In [34]:
import re
import requests
import json
import darklyrics
import pandas as pd
from wordcloud import WordCloud
import matplotlib.pyplot as plt
import numpy as np
from PIL import Image
from collections import Counter
import nltk
from nltk.corpus import stopwords
from nltk.util import ngrams
from nltk.tokenize import TweetTokenizer
from string import punctuation
from dotenv import dotenv_values
from IPython import display

In [4]:
# Fazer download das stopwords
nltk.download('stopwords')
nltk.download("punkt")

[nltk_data] Downloading package stopwords to /home/ph/nltk_data...
[nltk_data]   Package stopwords is already up-to-date!
[nltk_data] Downloading package punkt to /home/ph/nltk_data...
[nltk_data]   Package punkt is already up-to-date!


True

### Carrega variáveis de ambiente

In [5]:
config = dotenv_values(".env")

### Informe na variável artist o nome da banda que deseja estudar

Visite o site http://www.darklyrics.com/ para ver a lista das bandas disponíveis

In [6]:
artist = "iron maiden"

In [23]:
def last_fm_get_data(method: str, filter: dict):
    headers = {
        'user-agent': 'Dataquest'
    }

    payload = {
        'api_key': config["LAST_FM_KEY"],
        'method': method,
        'format': 'json'
    }

    payload.update(filter)
    
    url = 'https://ws.audioscrobbler.com/2.0/'

    r = requests.get(url, headers=headers, params=payload)
    
    if r.status_code == 200:
        return json.loads(r.content)
    return {}
    

In [20]:
def last_fm_get_artist_info():
    method = 'artist.getInfo'
    filter = {"artist": artist}
    return last_fm_get_data(method, filter)

In [21]:
def last_fm_get_album_info(album: str):
    method = 'album.getInfo'
    filter = {"artist": artist, "album": album}
    return last_fm_get_data(method, filter)

In [None]:
artist_dict = last_fm_get_artist_info()
print(artist_dict)

## Retorna os álbuns da banda

In [24]:
try:
    albuns = darklyrics.get_albums(artist)

except IndexError:
    raise IndexError("Artista não encontrado")

In [25]:
print(f"{artist} tem {len(albuns)} discos encontrados")

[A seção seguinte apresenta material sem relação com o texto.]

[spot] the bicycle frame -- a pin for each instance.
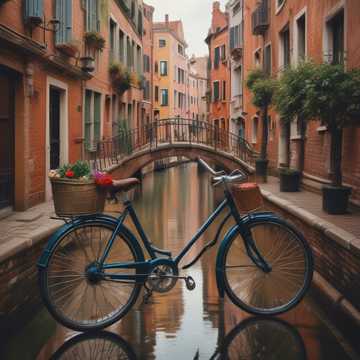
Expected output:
(145, 267)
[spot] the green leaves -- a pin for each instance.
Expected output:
(263, 88)
(319, 91)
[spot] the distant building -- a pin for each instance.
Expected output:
(170, 70)
(57, 98)
(234, 9)
(218, 42)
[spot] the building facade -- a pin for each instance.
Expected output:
(170, 70)
(234, 9)
(281, 33)
(218, 42)
(57, 96)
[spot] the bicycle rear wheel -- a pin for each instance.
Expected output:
(74, 299)
(290, 258)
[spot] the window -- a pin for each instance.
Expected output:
(217, 57)
(146, 63)
(285, 48)
(223, 52)
(236, 37)
(300, 38)
(267, 59)
(163, 68)
(92, 119)
(216, 91)
(92, 15)
(112, 40)
(121, 46)
(255, 125)
(63, 12)
(335, 39)
(236, 8)
(164, 97)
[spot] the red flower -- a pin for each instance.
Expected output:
(105, 180)
(69, 174)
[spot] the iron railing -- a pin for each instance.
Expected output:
(167, 133)
(260, 18)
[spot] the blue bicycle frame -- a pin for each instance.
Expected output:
(144, 268)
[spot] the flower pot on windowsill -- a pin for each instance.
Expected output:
(336, 199)
(289, 180)
(87, 64)
(94, 40)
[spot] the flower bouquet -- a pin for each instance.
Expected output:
(77, 191)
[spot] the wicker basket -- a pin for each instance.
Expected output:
(247, 197)
(77, 197)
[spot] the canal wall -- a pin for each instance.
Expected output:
(337, 261)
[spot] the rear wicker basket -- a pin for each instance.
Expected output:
(77, 197)
(247, 197)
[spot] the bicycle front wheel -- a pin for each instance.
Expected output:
(75, 300)
(290, 258)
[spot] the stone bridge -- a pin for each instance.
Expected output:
(130, 151)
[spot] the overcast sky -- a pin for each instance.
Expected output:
(196, 18)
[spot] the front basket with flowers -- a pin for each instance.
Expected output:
(77, 191)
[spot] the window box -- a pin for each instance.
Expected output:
(94, 40)
(71, 48)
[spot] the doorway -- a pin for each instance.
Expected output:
(7, 139)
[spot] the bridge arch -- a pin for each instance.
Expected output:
(130, 151)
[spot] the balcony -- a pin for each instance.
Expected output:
(260, 18)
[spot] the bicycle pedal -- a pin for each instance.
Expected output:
(190, 283)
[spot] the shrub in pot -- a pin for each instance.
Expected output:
(289, 180)
(330, 94)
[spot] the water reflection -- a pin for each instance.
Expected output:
(262, 339)
(101, 345)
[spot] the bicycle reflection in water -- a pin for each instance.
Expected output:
(254, 338)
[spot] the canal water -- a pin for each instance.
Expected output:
(184, 324)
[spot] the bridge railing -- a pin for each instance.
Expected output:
(168, 132)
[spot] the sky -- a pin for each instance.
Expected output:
(196, 18)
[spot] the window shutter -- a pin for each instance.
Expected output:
(97, 116)
(68, 20)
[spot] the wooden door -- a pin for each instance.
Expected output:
(7, 139)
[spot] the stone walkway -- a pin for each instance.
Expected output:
(345, 229)
(22, 230)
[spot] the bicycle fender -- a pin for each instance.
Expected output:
(238, 228)
(52, 242)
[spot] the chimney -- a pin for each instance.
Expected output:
(216, 5)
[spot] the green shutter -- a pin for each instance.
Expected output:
(97, 116)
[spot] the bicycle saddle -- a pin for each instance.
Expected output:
(123, 185)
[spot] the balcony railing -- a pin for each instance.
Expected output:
(260, 18)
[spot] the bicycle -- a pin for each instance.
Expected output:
(93, 268)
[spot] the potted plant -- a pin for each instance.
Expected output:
(330, 94)
(77, 191)
(263, 89)
(87, 63)
(120, 77)
(94, 40)
(289, 180)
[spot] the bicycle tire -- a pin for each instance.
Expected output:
(77, 277)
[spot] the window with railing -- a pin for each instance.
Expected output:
(92, 15)
(63, 13)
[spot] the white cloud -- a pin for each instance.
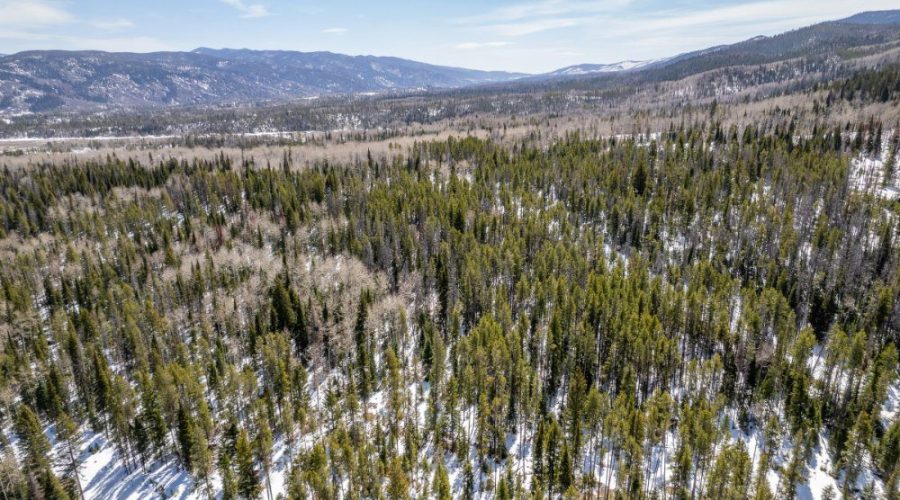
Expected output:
(547, 8)
(248, 10)
(32, 13)
(112, 24)
(536, 26)
(480, 45)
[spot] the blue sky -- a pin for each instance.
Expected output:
(514, 35)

iron maiden tem 28 discos encontrados


## Retornar informações dos álbuns

In [26]:
new_albuns = []

for album in albuns:
    new_albuns.append(last_fm_get_album_info(album))

albuns = new_albuns

## Imprimir as capas dos álbuns

In [None]:
from IPython.core.display import Image, display

for album in albuns:
    img = [img["#text"] for img in album["album"]["image"] if img["size"] == "large"][0]
    display(Image(url=img))

## Agrupar as músicas por álbum

In [None]:
album_track = []

for album in albuns:
    payload = {}
    payload["name"] = album["album"]["name"]
    payload["tracks"] = [{"name": track["name"], "duration": track["duration"]} for track in album["album"].get("tracks", {}).get("track", [])]
    album_track.append(payload)
                          
print(json.dumps(album_track, indent=4, sort_keys=True))

In [28]:
#print(albuns)
print(json.dumps(albuns, indent=4, sort_keys=True))

[
    {
        "album": {
            "artist": "Iron Maiden",
            "image": [
                {
                    "#text": "https://lastfm.freetls.fastly.net/i/u/34s/72e43a38898e88c285a131f497ae7092.png",
                    "size": "small"
                },
                {
                    "#text": "https://lastfm.freetls.fastly.net/i/u/64s/72e43a38898e88c285a131f497ae7092.png",
                    "size": "medium"
                },
                {
                    "#text": "https://lastfm.freetls.fastly.net/i/u/174s/72e43a38898e88c285a131f497ae7092.png",
                    "size": "large"
                },
                {
                    "#text": "https://lastfm.freetls.fastly.net/i/u/300x300/72e43a38898e88c285a131f497ae7092.png",
                    "size": "extralarge"
                },
                {
                    "#text": "https://lastfm.freetls.fastly.net/i/u/300x300/72e43a38898e88c285a131f497ae7092.png",
                    "size": "mega

### Retorne o nome das músicas

In [None]:
songs = darklyrics.get_songs(artist)

In [None]:
print(f"{artist} tem {len(songs)} músicas encontradas")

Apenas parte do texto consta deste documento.